We begin our analysis by examining the nature of a refereeship. Iowa Rule of Civil Procedure 1.1210 provides in relevant part that a "decree ordering a sale [of real or personal property] shall appoint one or more referees, and three disinterested freeholders to appraise the property, and may direct either a public or private sale." Rule 1.1213 authorizes the court, as it did in this case, to "order the referee to lease or take possession of any property involved in the action." Pursuant to these provisions, a referee is "an officer of court appointed for the purpose of selling or making contracts for the sale of the land and to divide the proceeds among the owners." In re Boyd, 138 Iowa 583, 587, 116 N.W. 700, 702 (1908), overruled on other grounds by Cook v. Todd's Estate, 249 Iowa 1274, 90 N.W.2d 23 (1958); see also Iowa Code § 602.6602 ("A person who is appointed as a referee . . . is subject to the supervision of the judicial officer making the appointment.").

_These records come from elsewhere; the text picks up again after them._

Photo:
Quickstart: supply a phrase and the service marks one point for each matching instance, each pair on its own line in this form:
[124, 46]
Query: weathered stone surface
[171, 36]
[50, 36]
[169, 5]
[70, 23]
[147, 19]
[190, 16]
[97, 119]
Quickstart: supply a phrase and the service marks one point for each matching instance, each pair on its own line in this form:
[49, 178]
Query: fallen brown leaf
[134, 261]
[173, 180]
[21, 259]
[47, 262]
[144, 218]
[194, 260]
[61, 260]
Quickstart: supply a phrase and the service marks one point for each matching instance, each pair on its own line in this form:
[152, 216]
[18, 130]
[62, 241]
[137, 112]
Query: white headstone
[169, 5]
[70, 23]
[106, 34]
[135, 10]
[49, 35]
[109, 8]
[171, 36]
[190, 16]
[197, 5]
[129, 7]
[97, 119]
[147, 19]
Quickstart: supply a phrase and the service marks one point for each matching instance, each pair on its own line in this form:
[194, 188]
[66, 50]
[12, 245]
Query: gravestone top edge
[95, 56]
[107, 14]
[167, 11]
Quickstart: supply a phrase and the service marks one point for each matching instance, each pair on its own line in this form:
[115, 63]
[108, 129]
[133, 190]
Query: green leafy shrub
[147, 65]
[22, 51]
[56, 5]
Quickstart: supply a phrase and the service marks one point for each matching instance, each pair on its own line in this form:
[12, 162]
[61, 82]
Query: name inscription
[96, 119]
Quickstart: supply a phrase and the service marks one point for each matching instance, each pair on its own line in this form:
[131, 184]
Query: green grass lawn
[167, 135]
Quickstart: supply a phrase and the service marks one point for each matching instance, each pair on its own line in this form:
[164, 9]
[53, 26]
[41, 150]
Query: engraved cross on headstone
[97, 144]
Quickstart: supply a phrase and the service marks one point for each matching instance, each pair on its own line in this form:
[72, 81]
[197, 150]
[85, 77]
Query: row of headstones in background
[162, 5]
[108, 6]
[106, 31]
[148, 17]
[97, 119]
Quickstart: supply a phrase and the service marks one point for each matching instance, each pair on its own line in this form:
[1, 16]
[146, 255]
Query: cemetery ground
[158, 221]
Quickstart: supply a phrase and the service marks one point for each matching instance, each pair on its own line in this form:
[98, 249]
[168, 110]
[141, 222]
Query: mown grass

Because a referee is an officer of the court, property in the referee's hands is in custodia legis, or in the custody and control of the law. See Lincoln Joint Stock Land Bank v. Bundt, 234 Iowa 1011, 1017, 14 N.W.2d 865, 868 (1944) (stating a receiver is an officer of the court and property "in the possession of a receiver is in custodia legis"); see also Damrow v. Iowa O.S.L. Ry., 190 Iowa 996, 998, 181 N.W. 271, 272 (1921) ("The power of a receiver is analogous to that of a referee."). It is the general rule that "a referee appointed to sell land in a partition proceeding is not subject to garnishment." Carson, Pirie, Scott Co. v. Long, 219 Iowa 444, 449, 257 N.W. 815, 818 (1934); see also Connell Duffy, P.C. v. Veninga, 439 N.W.2d 203, 206 (Iowa 1989) ("As a general rule, `[l]evy of . . . property in receivership, without the consent of the court appointing a receiver, . . . is not permissible and has no effect other than to constitute contempt of court.'" (quoting 65 Am. Jur. 2d Receivers § 168, at 992 (1972)); Lincoln Joint Stock Bank, 234 Iowa at 1017, 14 N.W.2d at 868 ("`A receiver is ordinarily exempt from garnishment because the funds in his possession are in custodia legis.'" (citation omitted)); Martin Bro. v. Davis Co., 21 Iowa 535, 537 (1866) (stating property levied upon by judgment creditors "was, at the time of their levy, in the hands of a receiver appointed by the court. It was therefore in the custody of the law, and not properly or legally liable to seizure by an officer under execution").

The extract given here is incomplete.